Im Jahr 2020 geht es dank Christiane mit den Etüden weiter.
Ich beteilige mich gerne daran, meist mit recht kurzen Texten wie dem folgenden, jetzt 4. Text zum neuen Jahr:

*

Die Mutter kommandierte sie ständig herum. Sie war auf der Hut, nie konnte sie es ihr recht machen.
Selbst ihre Toilettengänge hatte sie im Auge: „Komm endlich raus, Du faules Stück!“.

Der jüngeren Schwester passierte das nie. Sie genoß in allem den Vorzug. Warum und wieso, das blieb immer im Dunkeln.

Die Mutter fuhr gerne in Skiurlaub. Ihre Tochter brachte sie beim Bauern unter, der einen recht mickrigen Hof sein eigen nannte.

Der Mutter tat der Urlaub gut, aber wieder zuhause setzte das alte Lied ein.

Als die Mutter sehr alt wurde und Pflege benötigte, weigerte sich überraschend die jüngere, immer bevorzugte Schwester. Das „faule Stück“ musste also die Pflege übernehmen und tat es vorbildlich.
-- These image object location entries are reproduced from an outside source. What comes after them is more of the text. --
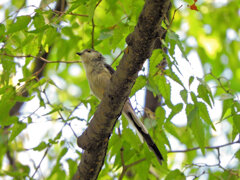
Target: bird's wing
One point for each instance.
(141, 129)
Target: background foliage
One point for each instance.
(196, 128)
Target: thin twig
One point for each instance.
(126, 167)
(45, 153)
(208, 147)
(117, 56)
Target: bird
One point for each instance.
(98, 74)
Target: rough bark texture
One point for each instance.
(94, 140)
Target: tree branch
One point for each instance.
(94, 140)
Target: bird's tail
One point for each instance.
(141, 130)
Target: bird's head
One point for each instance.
(90, 56)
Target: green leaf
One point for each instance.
(173, 36)
(204, 114)
(203, 93)
(175, 110)
(62, 153)
(16, 130)
(227, 104)
(139, 84)
(184, 95)
(226, 96)
(190, 80)
(236, 121)
(164, 88)
(20, 24)
(195, 123)
(40, 147)
(176, 175)
(131, 138)
(160, 115)
(174, 77)
(194, 97)
(38, 21)
(172, 129)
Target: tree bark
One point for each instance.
(95, 138)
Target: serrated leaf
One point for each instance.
(62, 153)
(171, 128)
(175, 110)
(58, 108)
(226, 105)
(203, 93)
(176, 175)
(20, 24)
(139, 84)
(173, 36)
(40, 147)
(38, 20)
(204, 114)
(226, 96)
(2, 30)
(174, 77)
(160, 115)
(164, 88)
(194, 97)
(59, 135)
(184, 95)
(236, 121)
(195, 123)
(16, 130)
(237, 154)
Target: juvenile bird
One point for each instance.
(98, 74)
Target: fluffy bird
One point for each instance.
(98, 74)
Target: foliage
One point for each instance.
(200, 111)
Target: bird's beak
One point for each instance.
(79, 53)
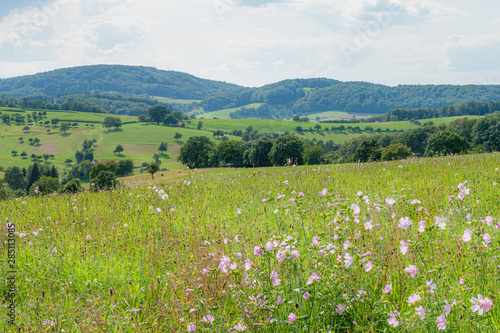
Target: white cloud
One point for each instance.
(257, 42)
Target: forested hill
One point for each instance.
(135, 80)
(278, 100)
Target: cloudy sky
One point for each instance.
(256, 42)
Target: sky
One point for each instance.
(257, 42)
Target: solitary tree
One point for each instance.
(118, 149)
(163, 147)
(157, 113)
(177, 136)
(153, 168)
(65, 126)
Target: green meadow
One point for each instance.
(383, 247)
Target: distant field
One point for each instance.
(140, 141)
(224, 114)
(177, 101)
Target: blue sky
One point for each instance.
(256, 42)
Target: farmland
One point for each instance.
(395, 246)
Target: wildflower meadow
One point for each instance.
(397, 246)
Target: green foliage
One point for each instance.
(109, 122)
(231, 152)
(72, 186)
(15, 178)
(125, 167)
(110, 166)
(64, 127)
(287, 149)
(45, 185)
(444, 143)
(365, 150)
(105, 180)
(158, 113)
(196, 152)
(259, 152)
(118, 149)
(153, 168)
(313, 154)
(396, 151)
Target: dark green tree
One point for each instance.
(259, 153)
(33, 176)
(196, 152)
(287, 149)
(231, 152)
(163, 147)
(313, 154)
(125, 167)
(153, 168)
(396, 151)
(15, 178)
(365, 149)
(443, 143)
(177, 136)
(118, 149)
(64, 127)
(158, 113)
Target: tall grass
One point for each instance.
(283, 249)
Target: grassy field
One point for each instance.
(140, 141)
(224, 114)
(396, 247)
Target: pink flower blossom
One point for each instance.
(390, 202)
(421, 226)
(275, 280)
(412, 270)
(404, 223)
(207, 319)
(258, 251)
(481, 304)
(240, 327)
(486, 239)
(488, 220)
(447, 308)
(368, 266)
(412, 299)
(404, 247)
(421, 312)
(248, 264)
(313, 277)
(340, 309)
(467, 236)
(392, 319)
(441, 320)
(348, 260)
(432, 286)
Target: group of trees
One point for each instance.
(162, 114)
(200, 152)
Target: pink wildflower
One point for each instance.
(387, 289)
(441, 320)
(412, 270)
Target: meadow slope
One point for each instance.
(396, 246)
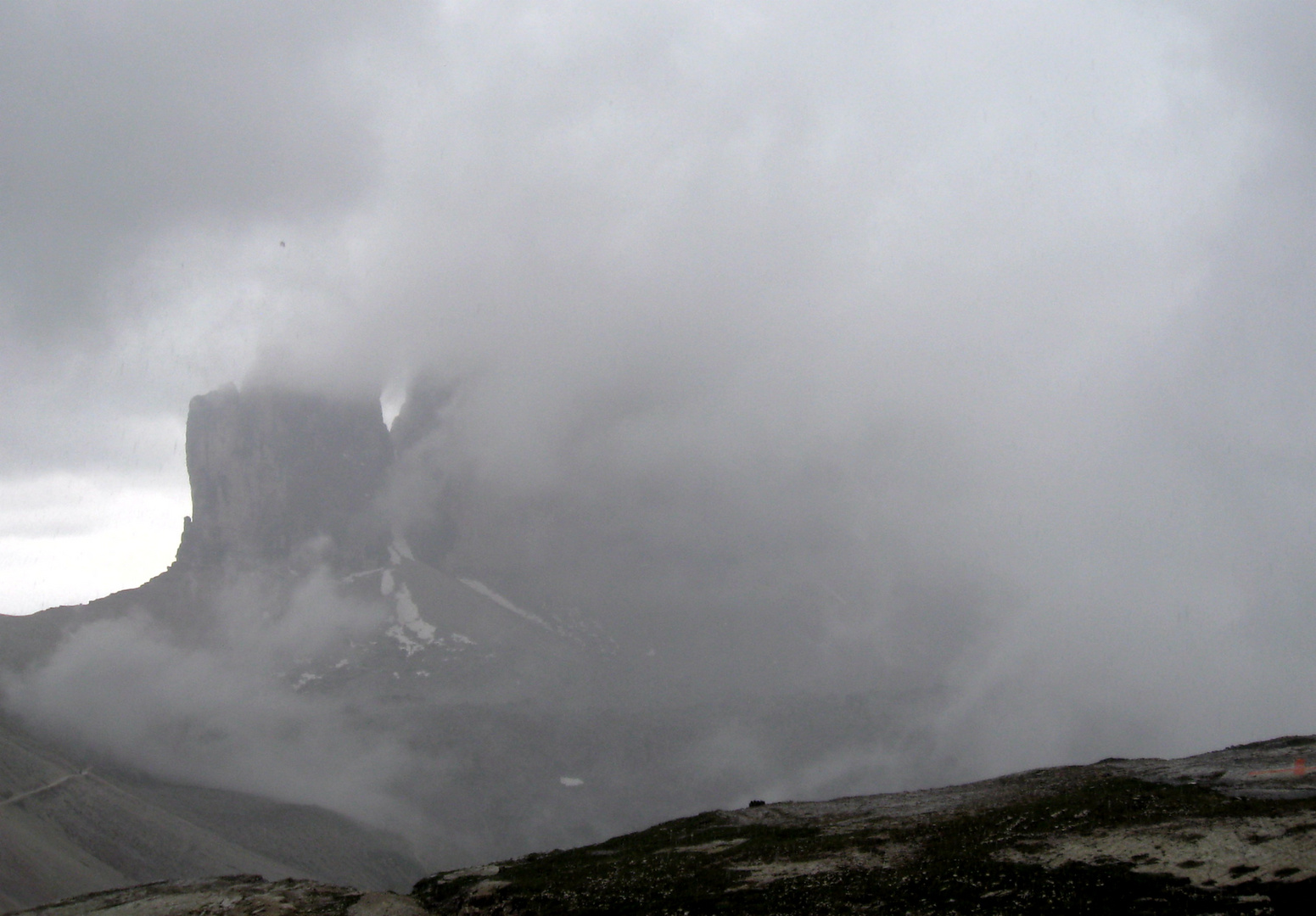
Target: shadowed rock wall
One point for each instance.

Eine Aufwertung erhielt sie auch hier nie. Das war nicht drin, das wusste sie.

 

31 thoughts on “Die Mutter und der Rabe

  1. Wenn ich solche Gechichten lese,
    dann weiß ich, daß es doch ganz gut sein kann,
    keine Geschwister zu haben.
    Wie muß sich so eine Tochter fühlen?
    Nie geliebt und doch zum Helfen da…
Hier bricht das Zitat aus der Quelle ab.